Emergency War Surgery NATO Handbook: Part II: Response of the Body to Wounding: Chapter XI: Infection
United States Department of Defense
Peer Review Status: Internally Peer
Reviewed
Prompt, adequate surgical debridement is the cornerstone of therapy of war wounds, particularly with respect to prevention of infection. In addition to adequate debridement and excision of crushed and lacerated tissue, the removal of foreign bodies and reduction of microbial density are important considerations. The current recommendation is that war wounds be debrided within six hours of injury.

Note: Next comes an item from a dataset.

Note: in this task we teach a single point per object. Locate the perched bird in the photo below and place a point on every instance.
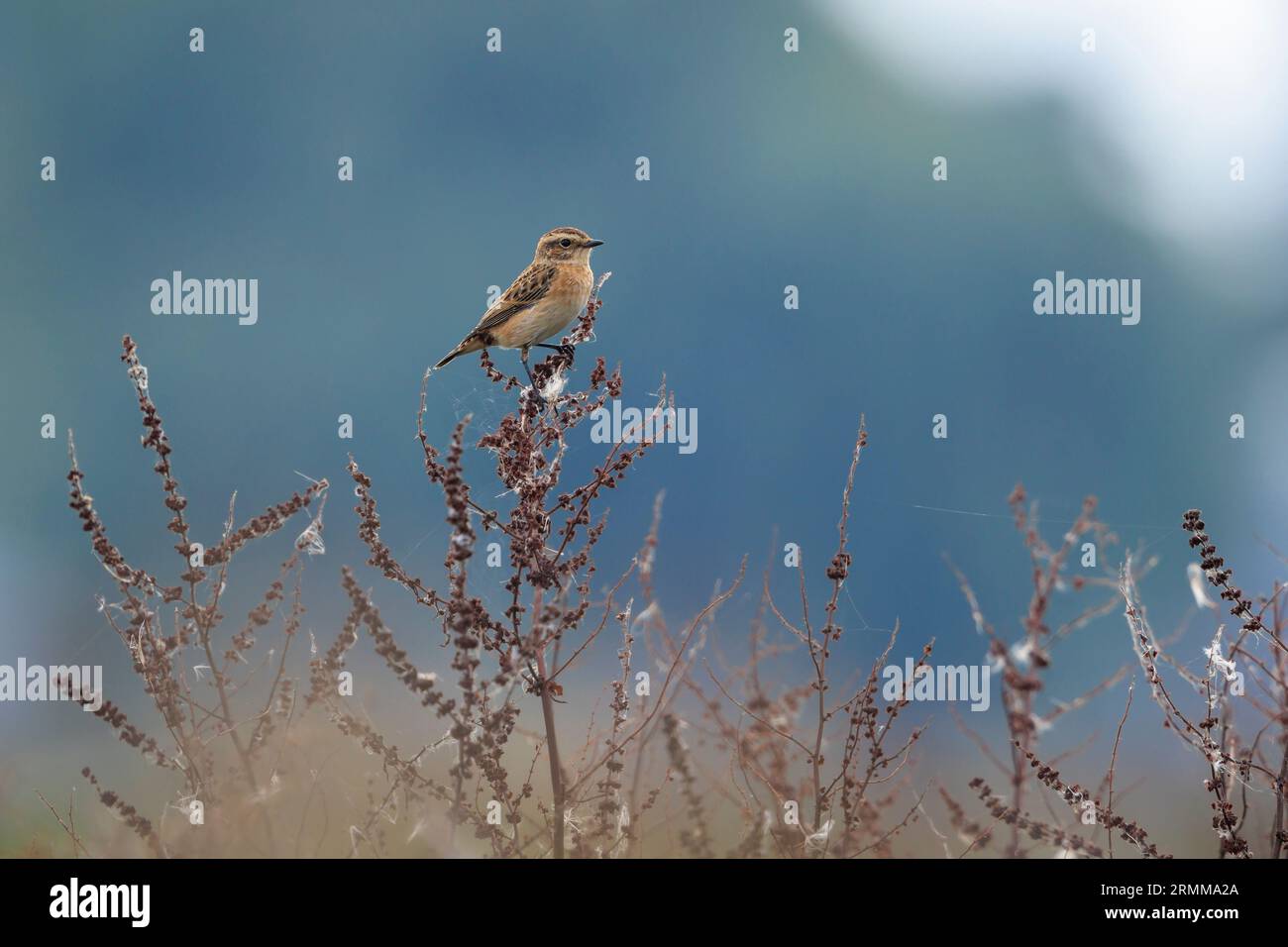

Although such classic signs as impaired contractility, altered consistency, and lack of capillary bleeding have been shown to correlate poorly with tissue viability, they have a useful function. If there is any question about the adequacy of debridement, the wound is dressed and re-explored three to five days later. If there is no residual nonviable tissue and no evidence of infection, the delayed primary closure is performed. Delayed primary closure effects timely closure of an initially heavily-contaminated wound while minimizing the risk of infection. An even longer delay in wound closure may be indicated in some wounds, as was supported by the recent - albeit limited - experience with septic complications in limb wounds during the Falkland's campaign. This study showed that no septic complications developed in those patients undergoing delayed closure eight days or later from time of injury (none of five patients). Fifteen percent developed septic complications when closed at 5-7 days (six of 40), and 75% (three of four) when closed within four days. If at the time of inspection. 3-5 days post injury, nonviable tissue remains or infection is present, further debridement is performed and the infection is treated before closure is attempted.